Don’t know why it happens, but it’s bizarre. Try it and see. It doesn’t matter, because the phone chews up the free memory almost instantly anyway.

And yes, random Twitter person who felt obliged to point out that I don’t know what I’m talking about, I understand UNIX manages caching differently. Thanks once again for the pleasant lesson about never sharing anything on the internet, ever.

I assume this has something to do with the fact that the 6 Plus is constantly downsampling its graphics from 3x to 1920×1080 because of its unique screen, which would likely require resources to do those calculations all the time. Understanding this, I have to say this scenario is unfortunate and unpleasant. The phone is supposed to be this big productivity enhancing flagship, and it’s taking me longer to do things as I wait for apps to resume state.

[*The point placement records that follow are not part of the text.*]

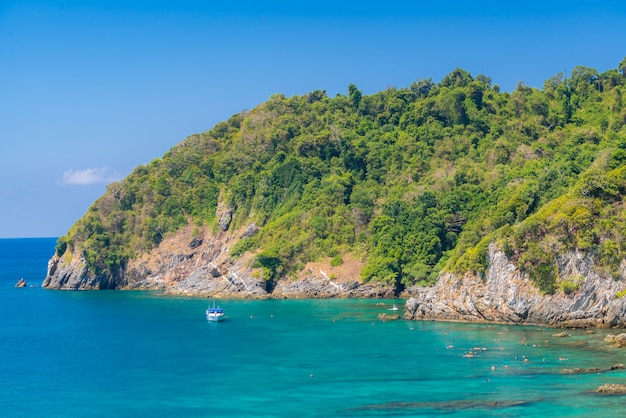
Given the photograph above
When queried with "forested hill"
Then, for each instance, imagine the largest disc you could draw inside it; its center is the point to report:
(411, 180)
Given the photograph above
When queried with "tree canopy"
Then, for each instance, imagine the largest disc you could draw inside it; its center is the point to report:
(412, 180)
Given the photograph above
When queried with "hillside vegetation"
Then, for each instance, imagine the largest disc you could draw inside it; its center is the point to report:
(412, 181)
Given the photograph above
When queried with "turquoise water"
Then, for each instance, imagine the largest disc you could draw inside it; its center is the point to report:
(113, 353)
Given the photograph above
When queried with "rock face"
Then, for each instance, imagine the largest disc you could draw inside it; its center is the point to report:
(616, 340)
(504, 294)
(187, 264)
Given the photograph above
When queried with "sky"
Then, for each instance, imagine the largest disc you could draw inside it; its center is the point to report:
(91, 89)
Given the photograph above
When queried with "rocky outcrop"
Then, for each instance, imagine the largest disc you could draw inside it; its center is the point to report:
(504, 294)
(612, 389)
(618, 341)
(69, 272)
(192, 265)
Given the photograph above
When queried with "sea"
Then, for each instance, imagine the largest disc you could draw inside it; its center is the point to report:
(138, 353)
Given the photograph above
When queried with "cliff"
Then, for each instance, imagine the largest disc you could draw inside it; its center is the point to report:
(504, 294)
(200, 265)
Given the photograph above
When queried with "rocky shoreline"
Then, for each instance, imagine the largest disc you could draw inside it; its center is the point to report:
(202, 266)
(506, 295)
(192, 266)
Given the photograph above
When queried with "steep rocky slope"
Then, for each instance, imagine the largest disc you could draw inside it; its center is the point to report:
(504, 294)
(191, 264)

I’ve gotten reports from people saying that their iPhone 6 will do this, as well as iPhones 5, 5s, and 5c. Which turned my attention from the 6 Plus itself to iOS 8. Specifically 8.1, since I had an iPhone 5 running 8.0.x for a solid two weeks without any of these issues I’ve noted. The fact that the 6 Plus has only 1gb of RAM is an unfortunate truth we have to live with in the light of the insane beast that is the iPad Air 2, which, as you might guess, suffers from exactly none of these issues. Both devices run 8.1, so I was leaning toward it being a hardware issue (and specific to the 6 Plus), but the changes people noted in other models make me think it may be related to software. I honestly don’t know. I do know that having extra RAM seemingly mitigates this, and the iPhones 6 should have an extra gigabyte at this point. In light of all this, it’s disappointing that they don’t, as we’d probably never notice these potential software issues if the hardware could carry the load silently.

It’s all anecdotal at this point (I’ve been busy and haven’t been really inclined to dig deeper), and I really hope that there are improvements to the way these devices feel as we use them that can come from software updates. It’s disappointing to me that my iPhone 5 felt more usable in this regard than this massive hardware upgrade I yearned for. That said, a few people have asked me if I’d recommend the device at this point. I still enjoy it immensely, even with these current shortcomings, and I would say it’s one of the most interesting iOS devices I’ve used. If this is something that can be resolved through software optimization, my feelings would most likely be to wholeheartedly recommend it. If not, I’d still say that the phone is worth it alone for the battery life, which is positively otherworldly.

If you’re having similar issues or feel like getting more technical than I’ve had the time to, let me know. I’m curious to hear other experiences with the 6 Plus.